Albert R. Broccoli en Harry Saltzman contracteerden in 1962 zijn band om muziekstukken in te spelen voor de James Bond-film Dr. No (Jump Up, Underneath the Mango Tree en Three Blind Mice), die zich afspeelt in en rond Kingston. Ze zijn prominent te horen terwijl ze Jamaica Jump Up spelen in het muziekpaviljoen in Pussfellers calypso-bar.

Lee werkte ook als producent en produceerde veel van de ska-singles van The Maytals. Zijn ondernemersvaardigheden leidden ertoe dat hij de Byron Lee's Spectacular Show-tournee opzette, waarbij verschillende Jamaicaanse acts (waaronder The Maytals) door het Caribisch gebied toerden. Hij werd ook het hoofd van de distributie in Jamaica voor Atlantic Records. Lee kocht de West Indies Records Limited (WIRL) opnamestudio's van Edward Seaga nadat een brand de persfabriek op dezelfde locatie had verwoest en hernoemde het naar Dynamic Sounds, waarbij al snel een nieuwe persfaciliteit op de locatie werd gebouwd. Het werd al snel een van de best uitgeruste studio's in het Caribisch gebied en trok zowel lokale als internationale artiesten aan, waaronder Paul Simon en The Rolling Stones, die daar hun beroemde nummer Angie opnamen. Lee's producties omvatten Reggae Happening van Boris Gardiner, Grooving Out on Life van Hopeton Lewis[3], en Johnny Too Bad van The Slickers[4]. Dynamic fungeert ook als een van Jamaica's toonaangevende platendistributeurs.

In 1990 opende Lee Jamaica Carnival, wat een jaarlijks evenement werd, gehouden op Constant Spring Road en bijgewoond door honderdduizenden mensen die de 'uptown' en 'downtown' bewoners van Kingston verenigden, een evenement dat Lee het gelukkigste moment in zijn leven noemde.

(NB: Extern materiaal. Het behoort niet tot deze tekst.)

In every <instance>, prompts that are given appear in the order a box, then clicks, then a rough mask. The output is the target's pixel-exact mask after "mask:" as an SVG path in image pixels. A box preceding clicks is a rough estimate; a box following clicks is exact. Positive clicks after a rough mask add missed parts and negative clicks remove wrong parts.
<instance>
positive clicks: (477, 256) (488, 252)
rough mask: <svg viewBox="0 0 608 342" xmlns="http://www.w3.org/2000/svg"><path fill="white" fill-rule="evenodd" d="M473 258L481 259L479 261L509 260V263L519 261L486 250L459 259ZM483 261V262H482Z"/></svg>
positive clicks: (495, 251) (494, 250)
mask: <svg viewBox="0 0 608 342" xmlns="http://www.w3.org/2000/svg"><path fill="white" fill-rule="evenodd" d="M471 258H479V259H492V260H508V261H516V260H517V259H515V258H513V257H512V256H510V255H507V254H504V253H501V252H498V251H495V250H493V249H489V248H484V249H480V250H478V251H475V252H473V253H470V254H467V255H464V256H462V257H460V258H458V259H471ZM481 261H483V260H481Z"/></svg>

Lee had sinds het midden van de jaren 1970 met The Dragonaires op kermissen in het Caribisch gebied opgetreden en koos de locatie voor het carnaval uit om feestvierders uit alle Jamaicaanse klassen aan te trekken. In de begindagen van ska kreeg Lee de eer om het uit de getto's te halen en het aantrekkelijk te maken voor Jamaica's midden- en hogere klassen.

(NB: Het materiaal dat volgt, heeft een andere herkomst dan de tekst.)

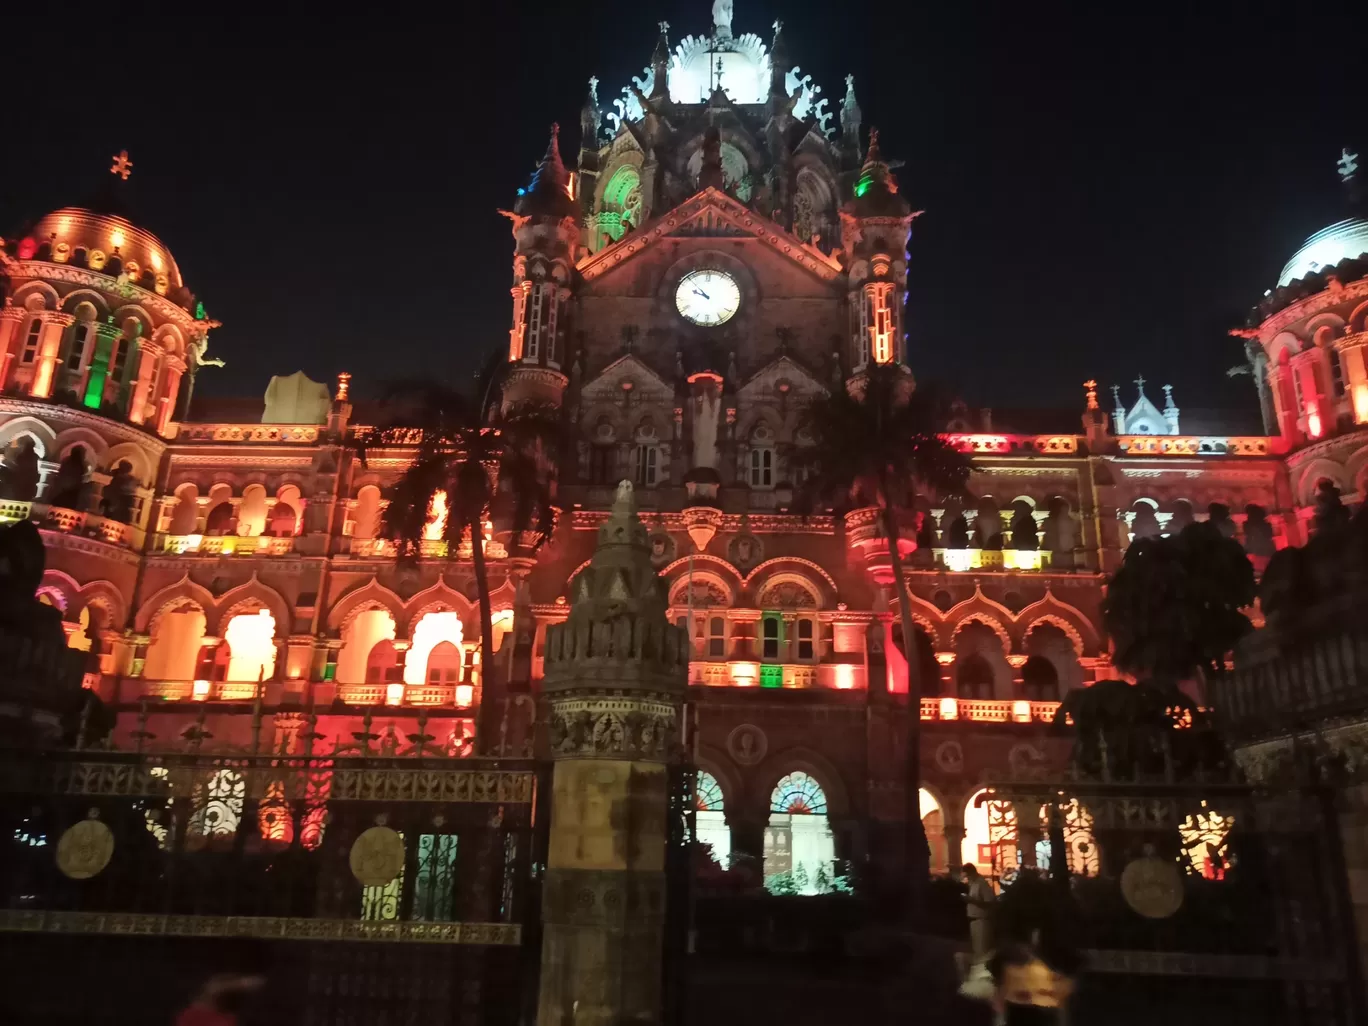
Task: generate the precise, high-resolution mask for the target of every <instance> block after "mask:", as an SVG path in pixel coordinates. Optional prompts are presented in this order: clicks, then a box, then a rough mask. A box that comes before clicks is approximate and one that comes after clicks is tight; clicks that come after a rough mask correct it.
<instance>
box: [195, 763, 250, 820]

Lee miste het Jamaica-carnaval in 2007 omdat hij werd behandeld voor blaaskanker na een operatie in Florida en verscheen niet langer op het podium met The Dragonaires, hoewel hij nog steeds betrokken was bij het management van de band en in 2008 opnieuw betrokken was bij het festival. Op 30 juni 2007 werd ter ere van zijn 50 jaar in de muziekindustrie een concert gehouden met optredens van artiesten, waaronder mede-overlevenden van kanker Myrna Hague en Pluto Shervington[5]. De opbrengst ging naar de Jamaica Cancer Society.

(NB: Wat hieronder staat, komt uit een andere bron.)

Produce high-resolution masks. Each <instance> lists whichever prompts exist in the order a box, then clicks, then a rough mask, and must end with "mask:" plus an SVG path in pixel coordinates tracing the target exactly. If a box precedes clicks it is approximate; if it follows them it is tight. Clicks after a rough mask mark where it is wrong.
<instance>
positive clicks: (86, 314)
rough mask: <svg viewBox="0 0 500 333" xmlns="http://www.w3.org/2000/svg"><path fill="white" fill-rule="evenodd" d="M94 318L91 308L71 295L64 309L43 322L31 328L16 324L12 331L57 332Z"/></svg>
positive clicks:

Lee werd in 1982 onderscheiden met de Order of Distinction, opgewaardeerd tot Commander-niveau op 15 oktober 2007 als erkenning voor zijn bijdrage op het gebied van muziek en entertainment, zowel lokaal als internationaal.

Overlijden[bewerken | brontekst bewerken]

In oktober 2008, na een behandeling van enkele weken in Florida, keerde Lee terug om zijn laatste dagen door te brengen in Jamaica. Tijdens een ceremonie in het Universitair Ziekenhuis van West-Indië op 26 oktober 2008 werd hem de Orde van Jamaica (OJ) toegekend. Lee overleed op 4 november 2008 op 73-jarige leeftijd aan blaaskanker in Kingston.